Design¶

omega runtime¶

The runtime implements remote execution of models and jobs. The runtime is implemented as follows:

OmegaRuntime - the client API to get access to a remote model
OmegaModelProxy - the client API to the remote model
runtime.tasks - the celery tasks implementing the actual execution

A OmegaRuntime instance is available as om.runtime:

om = Omega()
# get the OmegaModelProxy instance
model = om.runtime.model('mymodel')
# call methods on OmegaModelProxy, effecting remote task execution
model.fit('X', 'Y')
pred = model.predict('X')

Note that any method called on the model are translated into calls to respective celery tasks. A celery task lives in a celery worker at a remote note. On execution a task will re-create the Omega instance to retrieve the X,Y data as well as the actual model.

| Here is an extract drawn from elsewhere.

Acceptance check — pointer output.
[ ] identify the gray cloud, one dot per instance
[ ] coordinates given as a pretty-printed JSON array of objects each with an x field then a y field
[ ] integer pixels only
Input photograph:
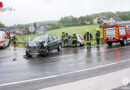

This raises the question where a task gets the configuration for recreating the Omega instance. The only configuration option required for a task is the mongo_url, which specifies the database and access credentials where data and models are stored. As the task does not need to configure the runtime, it does not need any of the OmegaRuntime configuration.

Various options:

run per-user celery workers: In this case there are 1-n celery workers pre-configured to run for a particular user. The Omega instance is configured globally as it would be when run in a client. This option requires a per-user deployment process where celery workers are spun up and task routes configured. The OmegaModelProxy then executes tasks using a the user-specific celery route/queue. This is the golden option for the runtime as it was originally designed by this assumption. However this adds a lot of complexity to the deployment process which we are not yet ready to support.
pass the user identification to the task: In this case the task needs to be able to look up the configuration from a database. This requires the need for user information stored in a database accessible to Omega. The only database accessible to it is mongodb, which however does not have user information. In fact, the database model used by Omega is on purpose single user (to keep it as simple as possible). Thus introducing the concept of user configuration into the Omega database just for remote task execution adds complexity that we should avoid.
pass the actual configuration: In this case the task gets all necessary configuration from the client, namely the mongo_url. This is in line with how Omega itself gets the configuration. Also this does not suffer from adding the complexity of user authentication to Omega. This option also leaves open the possibility to have user-specific deployments (as described above) without introducing additional overhead. The downside is that the mongo_url needs to be passed via network and thus is exposed through the communication to the broker. The other options do not suffer from this weakness. However this is a security concern best addressed by protecting communication. All things considered this is the most straight-forward option both in terms of additional complexity (none), future flexibility and the ease of implementation. Hence this is the option we choose.

Security concerns¶

user authentication. Users authenticate to REST endpoints by username + Apikey. Communication is protected by HTTPS.
the database is protected by user/passwords. There is an admin database which uses the MONGO_ADMIN_URL. This URL is not exposed to users. The per-user databases are only exposed on a per-user basis.
communication to the database is currently not protected. This needs to be addressed (mongo TSL support).
communication to the message broker is currently not protected. This needs to be addressed (access protection to RabbitMQ, channel encryption (TLS) and possibly celery message signing).
configuration stored on the client. REST clients only need to store username + apikey. Clients interfacing to the datastore via an Omega instance directly only need to store the mongo_url. Clients interfacing with the OmegaRuntime need to store the broker URL + user credentials. Clients interfacing with a combination of the above need to store all credentials. Most clients will only need either mongo_url or username + apikey, with only few clients interfacing directly with the OmegaRuntime (only needed for performance reasons in case of large answers to predictions, all other clients should use the REST endpoints).